Reflection #1 – Rachel Stewart

Technology is arguably one of the most influential factors in regards to how we live our daily lives.  From the moment the alarm on our cell phone wakes us up in the morning we are utilizing the benefits of technology.  It plays such an important role in our daily rituals that it may be hard to think of a time when it was not around.  Fixated by the convenience technology brings us we may not stop to think about the negative consequences it could potentially have on us.

Undoubtedly, technology has progressed the health industry in so many ways.  Angela Haggerty points this out several times in her article “Checking your vitals:  Wearable technology is changing the way we monitor health.”  The convenience and ease of health trackers have motivated people to become healthier.  We are exposed to knowledge that was previously impossible to measure consistently throughout the day such as heart rate, sleep habits, and step trackers.  This has allowed people to take control of their health in ways that were never possible before.

Another way technology can evolve the healthcare industry was mentioned in the “Healthcare Predictions for 2015” by Julie Papanek.  Amazon may soon find its way into the healthcare market, creating a better system that’s cheaper and more efficient.  Walmart is initiating a health care insurance exchange online to make the confusing process a bit easier for consumers.  It is so obvious to see how technology has improved our ability to lead healthier lives.  However, less obviously are the negative effects technology may have and how it could actually be impeding our health.
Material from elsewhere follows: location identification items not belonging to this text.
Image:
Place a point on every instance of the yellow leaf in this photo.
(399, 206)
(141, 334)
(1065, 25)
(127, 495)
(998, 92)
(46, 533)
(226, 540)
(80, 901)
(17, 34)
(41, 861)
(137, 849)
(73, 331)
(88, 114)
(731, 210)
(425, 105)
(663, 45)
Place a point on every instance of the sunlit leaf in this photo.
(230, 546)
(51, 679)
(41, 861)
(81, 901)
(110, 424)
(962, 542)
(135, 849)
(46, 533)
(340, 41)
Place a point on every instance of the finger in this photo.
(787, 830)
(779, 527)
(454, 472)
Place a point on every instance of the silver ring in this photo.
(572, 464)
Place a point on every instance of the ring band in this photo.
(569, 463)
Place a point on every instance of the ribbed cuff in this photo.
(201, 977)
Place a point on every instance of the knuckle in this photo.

The aspects of our health I believe are suffering from technology are mental health, happiness, and the ability to feel satisfied and fulfilled with our own lives and achievements.  Psychologist Sherry Turkle discusses her interesting perspective regarding technology and our health in her TED Talk here.  So although technology may be increasing our physical health what is it doing to our mental health?  The Huffington Post broke down their thoughts about the negative consequences of technology in their article here.  I think skepticism is the best approach for moving forward.  We can embrace the benefits technology may bring to certain areas of our health but we must be aware of the cost it can have in other areas.